Когда мы доходили до перекрестка, Маэстро предлагал: «Может быть, зайдешь ко мне на минуточку?» Шахматный клуб в самом центре Риги был его особой гордостью. Мы поднимались на третий этаж, в клубе еще пахло свежей краской, но вдоль стены уже протянулся транспарант: «Шахматы — это гимнастика ума. В.И. Ленин». Лозунг этот можно было встретить почти в каждом клубе Советского Союза. Цитату эту, впрочем, трудно найти даже в полном собрании сочинений Ленина. Неудивительно: придумал ее известный советский шахматный деятель Яков Герасимович Рохлин, умерший несколько лет тому назад. Ленин, действительно любивший шахматы, иногда играл в них в сибирской ссылке и в годы эмиграции. Как бы то ни было, находка была замечательная, проверять подлинность этой фразы никто не удосужился, звучала она очень по-ленински и немало способствовала развитию шахмат в стране, особенно в самые первые десятилетия советской власти.

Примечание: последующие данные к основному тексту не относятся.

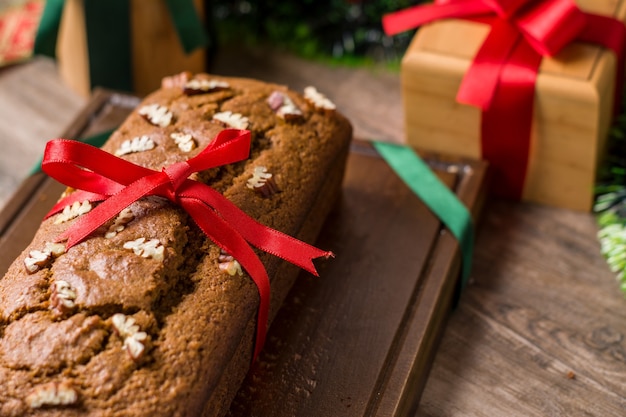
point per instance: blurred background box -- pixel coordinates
(143, 27)
(572, 112)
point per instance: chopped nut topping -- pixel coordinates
(52, 393)
(284, 107)
(318, 99)
(126, 216)
(185, 142)
(129, 331)
(71, 211)
(177, 80)
(156, 114)
(38, 259)
(234, 120)
(62, 297)
(262, 182)
(137, 144)
(229, 265)
(196, 86)
(146, 249)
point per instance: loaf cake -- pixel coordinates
(148, 316)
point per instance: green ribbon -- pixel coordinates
(418, 176)
(96, 140)
(108, 36)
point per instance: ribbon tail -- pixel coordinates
(412, 17)
(265, 238)
(507, 124)
(228, 239)
(435, 195)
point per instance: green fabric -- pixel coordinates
(418, 176)
(188, 24)
(109, 36)
(108, 44)
(96, 140)
(46, 37)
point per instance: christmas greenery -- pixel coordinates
(347, 32)
(610, 202)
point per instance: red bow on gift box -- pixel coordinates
(100, 176)
(501, 78)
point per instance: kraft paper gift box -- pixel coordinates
(148, 41)
(573, 106)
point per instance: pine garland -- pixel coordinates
(610, 202)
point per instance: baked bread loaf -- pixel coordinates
(147, 317)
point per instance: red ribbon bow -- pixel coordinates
(100, 176)
(501, 78)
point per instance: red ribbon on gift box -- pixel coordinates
(501, 79)
(100, 176)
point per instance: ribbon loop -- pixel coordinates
(100, 176)
(501, 78)
(550, 25)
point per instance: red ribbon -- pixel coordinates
(501, 78)
(100, 176)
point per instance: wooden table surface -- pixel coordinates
(540, 331)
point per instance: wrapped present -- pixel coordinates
(529, 86)
(127, 45)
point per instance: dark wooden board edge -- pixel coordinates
(409, 362)
(410, 359)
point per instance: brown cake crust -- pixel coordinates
(199, 321)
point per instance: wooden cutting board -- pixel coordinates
(360, 339)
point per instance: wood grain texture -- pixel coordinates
(541, 330)
(35, 106)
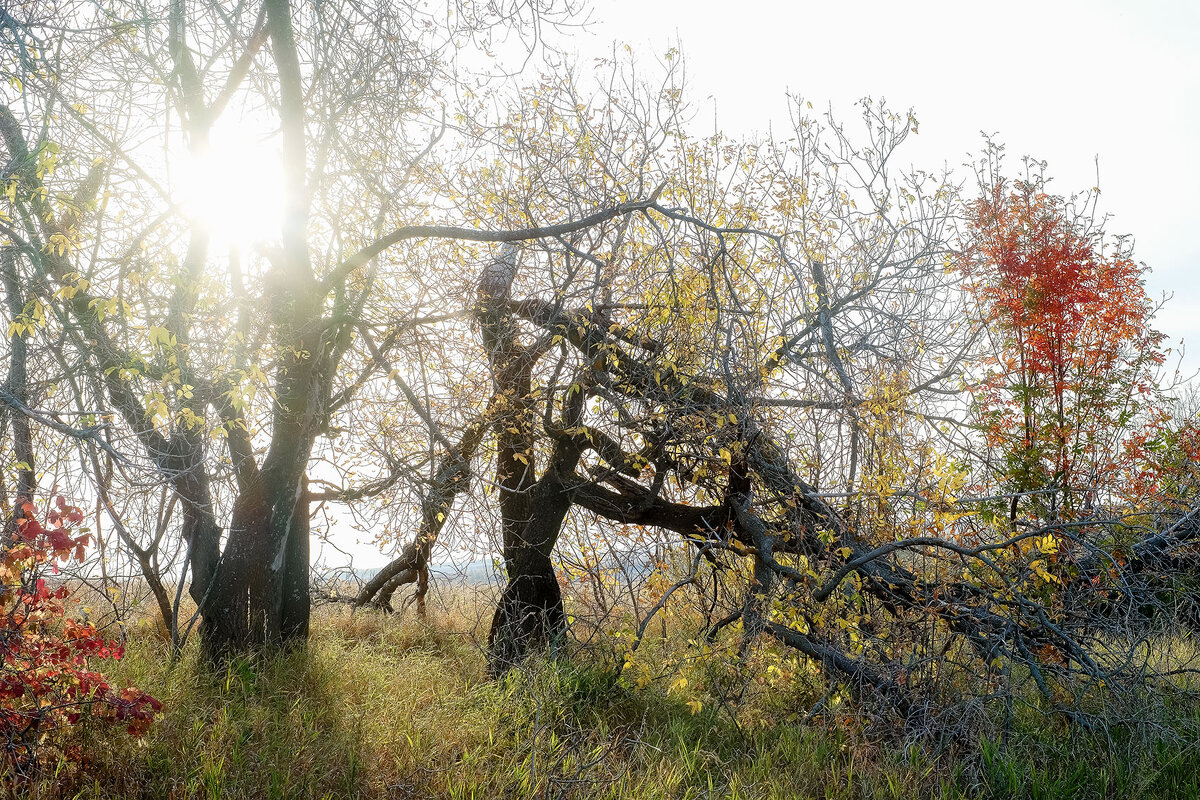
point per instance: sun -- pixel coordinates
(234, 187)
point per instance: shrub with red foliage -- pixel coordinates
(48, 681)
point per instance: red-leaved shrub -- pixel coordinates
(48, 680)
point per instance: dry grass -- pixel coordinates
(385, 707)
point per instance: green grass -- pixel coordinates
(379, 707)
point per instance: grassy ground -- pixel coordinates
(382, 707)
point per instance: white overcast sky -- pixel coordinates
(1061, 80)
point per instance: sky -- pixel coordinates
(1065, 82)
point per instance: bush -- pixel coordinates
(47, 679)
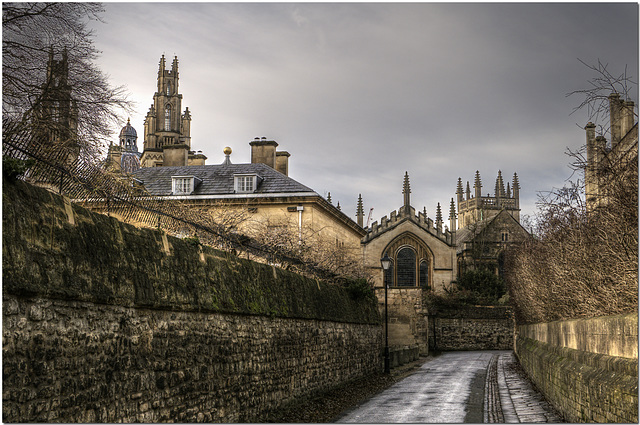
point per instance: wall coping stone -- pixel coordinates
(102, 260)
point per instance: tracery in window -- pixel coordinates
(167, 118)
(424, 274)
(406, 272)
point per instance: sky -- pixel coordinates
(360, 93)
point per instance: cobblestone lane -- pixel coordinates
(457, 387)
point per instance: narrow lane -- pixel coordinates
(446, 389)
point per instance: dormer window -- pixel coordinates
(245, 183)
(184, 185)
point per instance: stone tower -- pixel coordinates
(125, 156)
(167, 131)
(55, 115)
(474, 209)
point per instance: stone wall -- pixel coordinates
(472, 328)
(573, 363)
(408, 319)
(105, 322)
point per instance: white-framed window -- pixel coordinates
(245, 183)
(182, 185)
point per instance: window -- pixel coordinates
(182, 185)
(424, 274)
(406, 272)
(388, 275)
(167, 118)
(245, 183)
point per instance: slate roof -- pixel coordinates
(218, 179)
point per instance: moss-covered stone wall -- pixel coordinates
(472, 328)
(584, 386)
(103, 321)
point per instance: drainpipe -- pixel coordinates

«Заходи, заходи, — приглашал Маэстро, распахивая двери директорского кабинета, — располагайся…». «Что же вы такое повесили, Маэстро, мало вам надписи при входе, так теперь и здесь», — говорил я, показывая глазами на висевший над его директорским креслом барельеф Ленина, сделанный из дерева и, надо признать, весьма искусно. Маэстро нравились мои ремарки, хитрая улыбка появлялась на его лице, но он, хотя мы в кабинете были только вдвоем, вздыхал с притворным осуждением: «Ну, что с него взять, одно слово — ленинградская шпана». И, меняя тему разговора: «Геня, что ты делаешь сегодня вечером?» Он всегда называл меня так, сильно смягчая последнюю гласную, что придавало имени почти ласкательный оттенок. «Ах, с Мишей в ресторан, — оригинально, оригинально, можно подумать, что вчера вы были в библиотеке». И Маэстро сокрушенно качал головой… Ему было тогда пятьдесят два года, и выглядел он очень импозантно: выше среднего роста, статная фигура, быть может, чуть полноватый, но всегда подтянутый, всегда в костюме и при галстуке.